Top Ten Tips on Intellectual Property Best Practices for Small Businesses

Everyone knows high tech businesses derive most of their value from intellectual property.  However, in our digitized world of information overload, few businesses really know how to “separate the wheat from the chaff.”  The reality is every business can build and sustain a competitive advantage by properly leveraging its intellectual property.  Your legal counsel can add tremendous value to your organization by ensuring proper identification and legal protection for these valuable but intangible assets.  The following is our monthly Top Ten Tip on IP Best Practices for Small Businesses.

Tip #9.  Remember International Markets.  If you conduct business outside the U.S. you should take steps to protect your IP in those foreign markets.  The IP laws of other countries are different than U.S. law.  The U.S. has entered into many treaties with other countries which extend protection to IP used in those countries.  However, most of these treaties will only allow filing in the foreign market within a certain time period after a U.S. registration.  For example, U.S. federal trademark registration is not valid outside the U.S. but, certain countries recognize a U.S. registration as a basis for filing an application to register a mark in those countries under international treaties.

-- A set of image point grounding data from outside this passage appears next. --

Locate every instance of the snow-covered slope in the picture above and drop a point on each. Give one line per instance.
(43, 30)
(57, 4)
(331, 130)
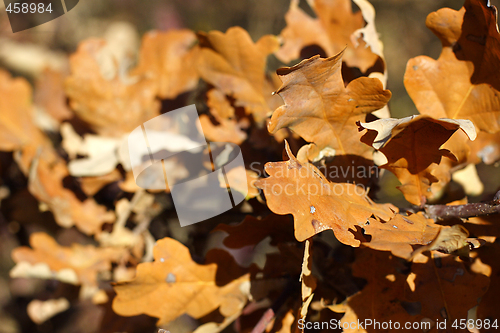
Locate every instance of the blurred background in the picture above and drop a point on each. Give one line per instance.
(400, 23)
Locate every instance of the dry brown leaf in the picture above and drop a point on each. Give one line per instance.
(316, 204)
(169, 58)
(434, 282)
(174, 284)
(474, 36)
(17, 128)
(92, 185)
(442, 89)
(307, 279)
(112, 102)
(454, 88)
(228, 128)
(335, 27)
(412, 146)
(321, 110)
(488, 255)
(46, 184)
(78, 264)
(244, 185)
(399, 233)
(49, 94)
(381, 298)
(236, 66)
(41, 311)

There is no such thing as an “international copyright” that automatically protects an author’s or artist’s work throughout the world.  Protection against unauthorized use in a particular country depends on the laws of that country.  However, most countries offer protection of foreign works under certain conditions that have been greatly simplified by international copyright treaties and conventions.  There are several such treaties and conventions affecting copyright, including the Berne Convention for the Protection of Literary and Artistic Works; the Universal Copyright Convention; and the World Intellectual Property Organization Copyright Treaty.  An author or artist who wants copyright protection for their work in a particular country should first determine the extent of the protection available to works of foreign authors in that country.  If possible, this should be done before the work is published anywhere, because protection may depend on the facts existing at the time of first publication.  If the country in which protection is sought is a party to one of the international copyright conventions, the work generally can be protected by complying with the conditions of that convention.  Even if the work cannot be brought under an international convention, protection under the specific provisions of the country’s national laws may still be possible.  There are, however, some countries that offer little or no copyright protection to any foreign works.

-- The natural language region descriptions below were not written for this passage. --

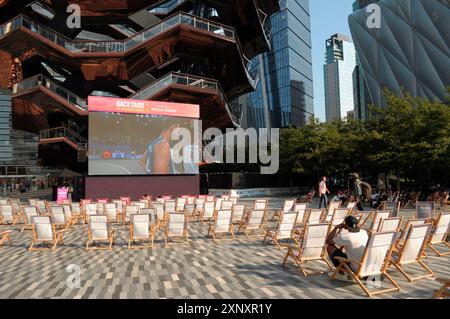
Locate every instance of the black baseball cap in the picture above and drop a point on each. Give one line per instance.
(352, 224)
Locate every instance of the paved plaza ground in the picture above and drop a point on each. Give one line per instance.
(242, 269)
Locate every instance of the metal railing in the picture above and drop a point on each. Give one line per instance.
(115, 46)
(41, 80)
(143, 94)
(63, 132)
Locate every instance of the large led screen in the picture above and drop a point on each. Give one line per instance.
(134, 143)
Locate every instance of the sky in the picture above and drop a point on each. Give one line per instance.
(328, 17)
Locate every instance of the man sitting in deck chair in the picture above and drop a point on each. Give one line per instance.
(347, 236)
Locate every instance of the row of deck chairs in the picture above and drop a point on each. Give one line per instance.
(390, 245)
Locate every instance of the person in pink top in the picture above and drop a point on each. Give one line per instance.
(323, 190)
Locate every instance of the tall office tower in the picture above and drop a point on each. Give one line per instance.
(338, 74)
(361, 94)
(190, 51)
(284, 81)
(410, 50)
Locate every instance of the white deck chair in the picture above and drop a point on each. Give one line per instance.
(439, 233)
(170, 206)
(218, 203)
(141, 229)
(189, 210)
(412, 251)
(300, 209)
(7, 215)
(111, 212)
(378, 217)
(5, 235)
(339, 216)
(285, 229)
(129, 210)
(226, 204)
(159, 209)
(404, 231)
(330, 210)
(288, 206)
(29, 212)
(176, 228)
(222, 225)
(254, 221)
(59, 218)
(181, 202)
(390, 224)
(313, 247)
(238, 211)
(44, 232)
(199, 205)
(90, 209)
(42, 206)
(99, 230)
(373, 264)
(351, 205)
(314, 216)
(208, 211)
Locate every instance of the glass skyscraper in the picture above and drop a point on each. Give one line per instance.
(338, 73)
(284, 91)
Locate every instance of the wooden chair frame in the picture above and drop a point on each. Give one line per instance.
(245, 223)
(356, 275)
(212, 229)
(132, 239)
(110, 238)
(274, 235)
(431, 243)
(184, 236)
(300, 260)
(397, 263)
(56, 234)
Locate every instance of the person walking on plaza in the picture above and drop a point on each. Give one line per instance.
(323, 190)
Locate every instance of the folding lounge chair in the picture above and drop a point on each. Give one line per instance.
(181, 202)
(59, 218)
(141, 229)
(222, 225)
(285, 229)
(254, 221)
(330, 210)
(99, 230)
(238, 211)
(29, 212)
(390, 224)
(312, 247)
(314, 216)
(159, 210)
(208, 211)
(339, 216)
(5, 235)
(110, 210)
(439, 233)
(378, 217)
(44, 232)
(176, 228)
(444, 291)
(412, 251)
(373, 264)
(227, 204)
(130, 209)
(288, 206)
(7, 216)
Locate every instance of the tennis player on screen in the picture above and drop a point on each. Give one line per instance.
(157, 159)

Patents follow the same basic international legal principals as trademarks and copyrights.  Some may be protected by treaty or convention and filing in the foreign county; some countries offer little or no protection at all.  There are filing deadlines based upon first registration, public disclosure or sale of the invention.

For current information on the requirements of IP protection provided by foreign countries, it is strongly recommended to consult an IP attorney familiar with foreign IP laws.